I want to write down what our group has learned in our final project for the Computational Photography course. We wanted to explore how to capture a 360° environment map in real world and use that to perform image-based lighting in Maya. We tried two approaches, the mirror ball unwrapping approach and the panorama stitching approach. I will mainly talk about the panorama-based approach since that is what I worked on.
I mainly followed the slides and problem sets in MIT's 6.815 Digital Computation Photography course to implement the auto-stitching part. The auto-stitching consists of several stages to produce high quality corresponding feature point pairs between two images. It mainly consists of 4 stages: corner detection, descriptor creation, correspondence search and RANSAC.

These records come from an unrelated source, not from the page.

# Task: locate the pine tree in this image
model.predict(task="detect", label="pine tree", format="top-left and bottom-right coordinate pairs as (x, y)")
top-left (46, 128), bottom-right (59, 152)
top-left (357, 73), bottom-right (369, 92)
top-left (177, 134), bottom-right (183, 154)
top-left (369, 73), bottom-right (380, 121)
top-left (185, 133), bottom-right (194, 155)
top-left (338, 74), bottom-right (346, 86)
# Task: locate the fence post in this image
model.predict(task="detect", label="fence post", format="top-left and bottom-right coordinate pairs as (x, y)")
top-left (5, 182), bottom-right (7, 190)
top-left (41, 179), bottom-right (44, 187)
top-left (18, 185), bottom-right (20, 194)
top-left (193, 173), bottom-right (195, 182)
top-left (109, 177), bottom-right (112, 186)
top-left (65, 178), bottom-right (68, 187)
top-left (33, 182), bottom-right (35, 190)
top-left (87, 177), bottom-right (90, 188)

In the first stage, we use the Harris Corner Detector to produce the feature points, which involves find structure tensors, calculating responses and find the local maximums of the responses. We also need a way to describe the neighborhood of a feature point, which is called “descriptors”, to help us measure the similarity of two feature points. We just used a simple patch descriptor, which is just a $k \times k$ patch around a feature point with some gaussian blur and values normalized. After getting the descriptors, we simply used L2 distance to determine how "close" any two descriptor are and kept the descriptor pairs whose distance is under a threshold. We also used the second-best test to filter out too ambiguous matches. Finally, even after the second-best test, usually our descriptor pairs will still contain some outliers. We used RANSAC to filter out these final outliners.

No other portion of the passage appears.